The simple reason why that doesn’t work is that computing the base objective function during deployment will likely require something like actually running the model, letting it act in the real world, and then checking how good that action was. But in the case of actions that are catastrophically bad, the fact that you can check after the fact that the action was in fact bad isn’t much consolation: just having the agent take the action in the first place could be exceptionally dangerous during deployment.
I believe you might have been thinking in your reply above about a sub-set of all possible base objective functions: functions that compute a single ‘pass/fail’ value at a natural end of the training run, e.g. ‘the car never crashed’ or ‘all parts of the floor have been swept’. I was thinking of incrementally scoring objective functions, basically functions that sum utility increments achieved over time. So at any time during a run you can measure and compute the base objective function score up to that time. Monitoring this score should allow you to detect many forms of non-alignment between the base objective and the mesa objective automatically.
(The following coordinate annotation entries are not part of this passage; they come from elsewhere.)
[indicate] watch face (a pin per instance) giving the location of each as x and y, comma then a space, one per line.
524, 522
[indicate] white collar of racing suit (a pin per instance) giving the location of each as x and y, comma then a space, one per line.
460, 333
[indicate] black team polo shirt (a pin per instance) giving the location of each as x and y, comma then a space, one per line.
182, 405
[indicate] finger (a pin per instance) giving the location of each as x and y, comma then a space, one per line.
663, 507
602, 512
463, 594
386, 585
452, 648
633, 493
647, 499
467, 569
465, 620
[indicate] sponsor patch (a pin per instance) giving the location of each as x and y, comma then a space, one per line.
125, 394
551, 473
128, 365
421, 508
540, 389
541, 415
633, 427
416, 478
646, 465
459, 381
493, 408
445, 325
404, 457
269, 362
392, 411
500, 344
As mentioned, I see this as a promising technique for risk mitigation, it is not supposed to be a watertight way to eliminate all risks. The technique considered only looks at the score achieved so far. It does not run models to extrapolate and score the long-term consequences of every action: this would indeed be difficult, While observed past good performance does not guarantee future good performance, an observation of past bad performance does give you a very useful safety signal.